Luxury retailer Coach scored a major victory against counterfeiters selling knock-off goods online, when a judge awarded the company $257 million in damages, along with ownership of 573 Internet domain names that contained the word “Coach” in the title. The case is part of a larger anti-counterfeiting campaign, Operation Turnlock, which the company launched in 2009.
Since starting the program, Coach has sued a variety of counterfeit manufacturers, wholesalers and distributors, as well as landlords who provide an outlet from which to sell fake merchandise.
Angry at Obamacare
“Every American, including family business owners like the Greens, should be free to live and do business according to their religious beliefs. The Green family needs relief now and we will seek it immediately from the federal appeals court in Denver.”

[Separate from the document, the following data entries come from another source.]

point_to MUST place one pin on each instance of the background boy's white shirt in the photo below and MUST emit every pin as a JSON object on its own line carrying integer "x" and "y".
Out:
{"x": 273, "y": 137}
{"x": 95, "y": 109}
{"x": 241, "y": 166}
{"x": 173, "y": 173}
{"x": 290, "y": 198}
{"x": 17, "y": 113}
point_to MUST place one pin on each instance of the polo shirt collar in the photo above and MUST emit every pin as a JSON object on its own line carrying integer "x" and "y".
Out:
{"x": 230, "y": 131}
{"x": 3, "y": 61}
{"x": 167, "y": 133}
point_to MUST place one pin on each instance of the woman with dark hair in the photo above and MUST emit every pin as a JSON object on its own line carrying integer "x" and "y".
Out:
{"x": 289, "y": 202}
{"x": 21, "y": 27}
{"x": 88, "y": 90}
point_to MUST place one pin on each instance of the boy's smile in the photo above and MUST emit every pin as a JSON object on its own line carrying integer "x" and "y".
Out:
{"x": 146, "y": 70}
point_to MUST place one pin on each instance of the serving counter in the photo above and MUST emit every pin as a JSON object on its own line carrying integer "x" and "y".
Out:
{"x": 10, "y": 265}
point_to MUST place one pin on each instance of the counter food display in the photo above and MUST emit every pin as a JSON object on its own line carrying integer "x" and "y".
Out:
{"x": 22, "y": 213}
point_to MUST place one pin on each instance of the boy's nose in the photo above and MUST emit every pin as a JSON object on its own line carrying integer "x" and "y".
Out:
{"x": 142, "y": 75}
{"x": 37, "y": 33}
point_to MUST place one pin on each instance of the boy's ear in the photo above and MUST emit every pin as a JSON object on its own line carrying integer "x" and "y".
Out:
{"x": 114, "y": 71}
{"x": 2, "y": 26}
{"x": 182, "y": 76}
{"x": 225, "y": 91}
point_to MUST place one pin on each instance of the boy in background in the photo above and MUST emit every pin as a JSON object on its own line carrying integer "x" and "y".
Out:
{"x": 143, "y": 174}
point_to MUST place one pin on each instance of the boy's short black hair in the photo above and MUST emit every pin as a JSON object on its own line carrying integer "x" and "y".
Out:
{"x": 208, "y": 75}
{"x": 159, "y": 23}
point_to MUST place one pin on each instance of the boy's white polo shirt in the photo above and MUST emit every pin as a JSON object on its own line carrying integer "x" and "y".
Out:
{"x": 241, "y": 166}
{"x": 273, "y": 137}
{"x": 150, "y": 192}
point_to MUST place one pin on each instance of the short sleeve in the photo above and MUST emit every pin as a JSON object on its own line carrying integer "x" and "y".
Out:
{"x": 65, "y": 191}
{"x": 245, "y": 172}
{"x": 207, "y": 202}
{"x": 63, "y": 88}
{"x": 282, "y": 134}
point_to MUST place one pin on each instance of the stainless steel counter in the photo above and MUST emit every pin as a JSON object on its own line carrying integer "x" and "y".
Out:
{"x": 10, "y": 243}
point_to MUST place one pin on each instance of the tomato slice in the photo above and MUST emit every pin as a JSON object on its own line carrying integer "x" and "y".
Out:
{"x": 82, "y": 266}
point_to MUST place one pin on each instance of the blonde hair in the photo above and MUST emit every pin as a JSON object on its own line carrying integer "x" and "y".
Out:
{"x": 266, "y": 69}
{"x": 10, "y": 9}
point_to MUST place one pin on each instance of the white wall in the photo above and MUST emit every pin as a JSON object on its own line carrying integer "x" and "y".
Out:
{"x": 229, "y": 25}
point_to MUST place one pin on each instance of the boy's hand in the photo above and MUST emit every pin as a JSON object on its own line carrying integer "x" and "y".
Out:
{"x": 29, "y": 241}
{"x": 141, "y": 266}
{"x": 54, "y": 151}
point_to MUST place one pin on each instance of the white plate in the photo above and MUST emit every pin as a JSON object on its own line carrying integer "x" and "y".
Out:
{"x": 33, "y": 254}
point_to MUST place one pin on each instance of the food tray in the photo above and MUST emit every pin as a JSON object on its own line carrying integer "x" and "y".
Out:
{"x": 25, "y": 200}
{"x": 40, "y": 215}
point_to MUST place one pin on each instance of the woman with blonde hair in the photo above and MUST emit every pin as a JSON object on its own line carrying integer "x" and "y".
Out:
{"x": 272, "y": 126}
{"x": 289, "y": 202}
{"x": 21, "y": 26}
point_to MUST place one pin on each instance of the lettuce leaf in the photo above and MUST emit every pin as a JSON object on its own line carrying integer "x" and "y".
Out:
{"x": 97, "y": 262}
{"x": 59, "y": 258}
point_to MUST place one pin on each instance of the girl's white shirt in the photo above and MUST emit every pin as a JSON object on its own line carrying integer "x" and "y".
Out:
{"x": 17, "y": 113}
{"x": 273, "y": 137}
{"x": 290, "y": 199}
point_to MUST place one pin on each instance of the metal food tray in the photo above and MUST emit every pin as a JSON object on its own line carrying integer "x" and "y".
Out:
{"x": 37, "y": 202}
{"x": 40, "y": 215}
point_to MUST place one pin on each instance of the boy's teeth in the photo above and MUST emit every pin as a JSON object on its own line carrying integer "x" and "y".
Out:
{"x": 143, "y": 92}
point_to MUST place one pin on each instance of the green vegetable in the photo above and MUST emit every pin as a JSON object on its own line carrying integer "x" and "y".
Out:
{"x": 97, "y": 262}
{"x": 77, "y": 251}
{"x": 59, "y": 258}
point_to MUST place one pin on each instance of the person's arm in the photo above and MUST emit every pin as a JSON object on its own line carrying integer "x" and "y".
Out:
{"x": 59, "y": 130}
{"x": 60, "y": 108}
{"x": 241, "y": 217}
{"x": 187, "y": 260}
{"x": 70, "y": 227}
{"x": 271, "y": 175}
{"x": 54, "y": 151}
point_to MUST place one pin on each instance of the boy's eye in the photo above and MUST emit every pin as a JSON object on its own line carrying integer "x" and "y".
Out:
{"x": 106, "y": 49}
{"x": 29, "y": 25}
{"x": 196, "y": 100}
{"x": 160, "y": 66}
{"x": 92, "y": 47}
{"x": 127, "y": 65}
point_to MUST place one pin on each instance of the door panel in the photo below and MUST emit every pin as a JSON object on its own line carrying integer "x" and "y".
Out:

--Kyle Duncan, general counsel for the Becket Fund for Religious Liberty
The deadline for companies to comply with Obamacare’s employer mandate is fast approaching, but some companies aren’t happy with the impending reforms—and they’re taking their fight to court. Among those companies is Hobby Lobby Inc., whose founder, David Green, argues that the mandate violates his Christian beliefs by requiring the company to provide insurance coverage for the morning-after and week-after contraceptives.
Green contends that these medications are tantamount to abortion pills, and sued to block the mandate. An Oklahoma judge, however, found that the company does not qualify for an exemption from the law, as it is not a religious organization.
“As we have said from the beginning, this settlement is a fair and reasonable compromise for all parties. It is the result of two years of negotiation between retailers, their legal counsel, the networks, financial institutions and two highly regarded mediators under the supervision of the court.”
--Josh Floum, general counsel of Visa Inc.
Earlier this month, U.S. District Judge John Gleeson granted preliminary approval to a $7.2 billion settlement between Visa, MasterCard Inc. and several banks and a class of merchants angry over swipe fees. The retailers argue that the card companies and banks fixed swipe fees, which cost retailers whenever a customer buys anything using a credit or debit card. Gleeson granted preliminary approval to the deal, which would be the largest antitrust settlement in U.S. history, over the objections of retailers, who claim that it does nothing to prevent credit card companies from raising fees in the future.
Floum lauded the settlement in a statement, but 10 stores and trade groups apparently aren’t so thrilled: They appealed the settlement to the 2nd Circuit on Nov. 27, arguing that it violates their due process rights because they cannot opt out of the agreement.